Ma con quali modalità i cambiamenti climatici entrano nei programmi di insegnamento? La Stampa pubblicò a suo tempo una lettera del professor Boschis al ministro dell’istruzione Marco Bussetti. “Egregio ministro”, scrisse il professore, “intendo portare alla sua attenzione il rapporto tra i cambiamenti climatici e il tempo che la scuola dedica a spiegarli. No, non siamo ancora al passo nell’importante impegno di formare la coscienza ambientale dei giovani”. Che cosa significa non essere ancora al passo? “Le linee guida per i licei e gli istituti tecnici hanno aggiornati programmi”, riconobbe il professor Boschi nel rivolgersi al ministro, “includendo finalmente i legami tra clima e attività umane, ma senza fornire alcuna indicazione metodologica, né riferimento a contenuti specifici. Non è in alcun modo preso in esame il ritiro dei ghiacciai, marker del surriscaldamento globale. Gli insegnanti restano tuttora privi di un orientamento.
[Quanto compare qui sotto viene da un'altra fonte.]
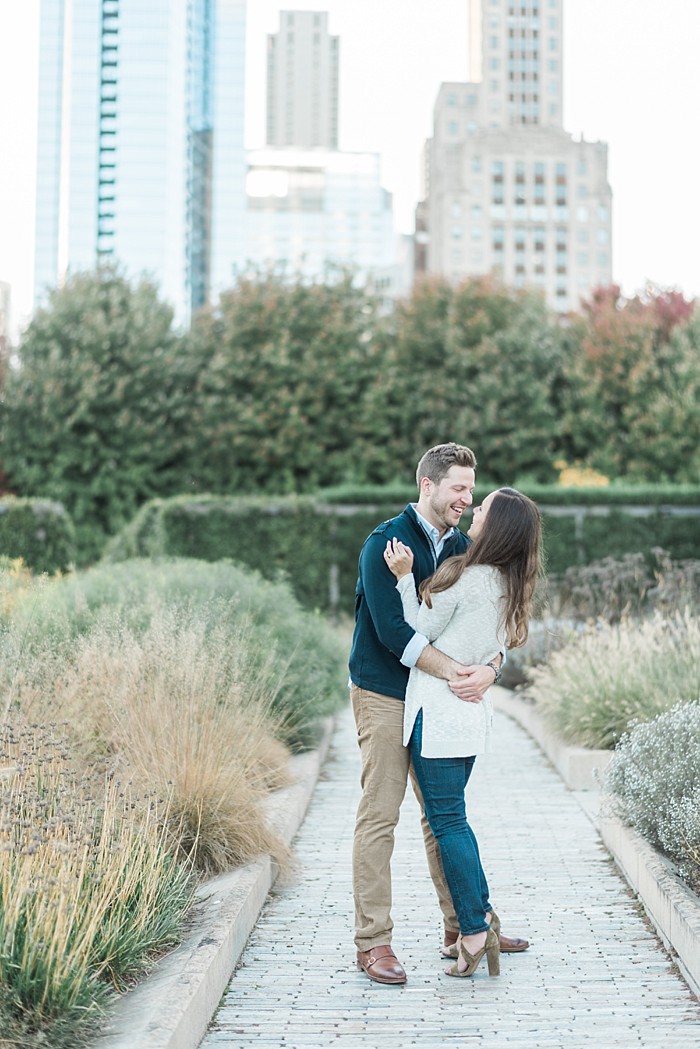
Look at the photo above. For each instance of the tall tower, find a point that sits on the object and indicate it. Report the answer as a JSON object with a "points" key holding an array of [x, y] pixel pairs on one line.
{"points": [[515, 54], [141, 154], [302, 82], [510, 192]]}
Non vi è alcun obbligo di trattare il surriscaldamento del clima che è all’origine, tra l’altro, delle recenti devastazioni dei boschi nelle aree alpine del Trentino e del Bellunese”.  Nei libri di testo, spiega ancora il professor Boschis, le trasformazioni climatiche vengono trattate appena dal 4% del totale delle pagine e vi sono testi di Geografia che ignorano l’Antartide. Va ribadito che oggetto dei lavori di “Ghiaccio fragile” è il cambiamento climatico e gli effetti che purtroppo sono drammaticamente sotto gli occhi di tutti. Fra gli aspetti più evidenti è sicuramente il ritiro dei ghiacciai.

Qualche esempio degli elaborati vincenti? Gioele Bianco (Scuola media Monforte d’Alba, 2° A) scrive: “Mi pare di sentire quel blocco di ghiaccio che si stacca dalla montagna. E, con un suono sordo, si allontana da lei. Sembra la vita che se ne va!”. Maria Delpiano (IC La Morra CN, £A) segnala come in Piemonte e in particolare nelle Langhe, si stia assistendo al progressivo disboscamento delle colline per fare spazio alle intensive colture di viti e noccioli. “Questo danneggia l’ecosistema presente nei boschi e può provocare la scomparsa di uno speciale fungo, il tartufo bianco (Tuber Magnatum Pico), orgoglio delle Langhe”. Pessimismo e amarezza traspaiono dai versi di Benedetta Orrù (IC La Morra CN, 2°): “Il sole scalda l’intero pianeta, il cuore umano rimane di ghiaccio, tutto tace pur muovendosi adagio, e le stagioni non trovano meta”. Infine Martina Santoro (Liceo Curie Pinerolo, 2° A) ci ricorda che la fusione dei ghiacci continentali porta a un aumento del volume dell’acqua negli oceani, “che potrebbe risultare devastante per molte aree costiere…”. Un articolo, un racconto o una poesia per capire meglio il clima: nessuno prima ci aveva pensato e c’è da augurarsi che l’iniziativa del professor Boschis possa realizzarsi con le stesse modalità anche in altre regioni ed essere adottata nell’ambito delle normative già esistenti, diventare una linea guida e un modo per dimostrare che l’emergenza climatica non è un’invenzione dei soliti catastrofisti.